Kasus ini terdeteksi saat petugas bea cukai melakukan pemeriksaan rutin terhadap dokumen dan barang yang akan diekspor di salah satu pelabuhan utama Indonesia. Setelah menemukan ketidaksesuaian antara deklarasi resmi dan fakta lapangan, tim inspeksi langsung melakukan penyitaan dan mengamankan seluruh emas yang dicurigai.
- Identifikasi barang mencurigakan melalui pemeriksaan dokumen ekspor.
- Pengecekan fisik di lapangan menggunakan peralatan deteksi logam.

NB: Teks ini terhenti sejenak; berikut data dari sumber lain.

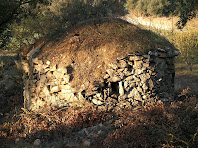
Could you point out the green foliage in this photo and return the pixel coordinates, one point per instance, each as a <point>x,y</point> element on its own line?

- Pengamanan dan penyitaan barang yang tidak memenuhi ketentuan.
- Penyusunan laporan dan koordinasi dengan aparat penegak hukum untuk proses selanjutnya.
Berikut ringkasan data utama terkait kasus tersebut:
| Item | Detail |
|---|---|
| Berat emas yang disita | 190,56 kilogram |
| Estimasi kerugian negara | Rp41 miliar |
| Lokasi penemuan | Pelabuhan utama (misalnya Tanjung Priok) |
| Instansi terkait | Direktorat Jenderal Bea dan Cukai |
Penindakan ini memberikan sinyal kuat bahwa pemerintah tidak akan mentolerir praktik perdagangan ilegal yang merugikan negara. Upaya pencegahan semacam ini diharapkan dapat menurunkan insiden serupa di masa mendatang serta meningkatkan penerimaan pajak dan bea masuk dari sektor pertambangan emas.
Selain menambah kepercayaan publik terhadap institusi kepabeanan, keberhasilan operasi ini juga memperkuat komitmen Indonesia dalam menjaga sumber daya alamnya agar tetap memberikan manfaat optimal bagi perekonomian nasional.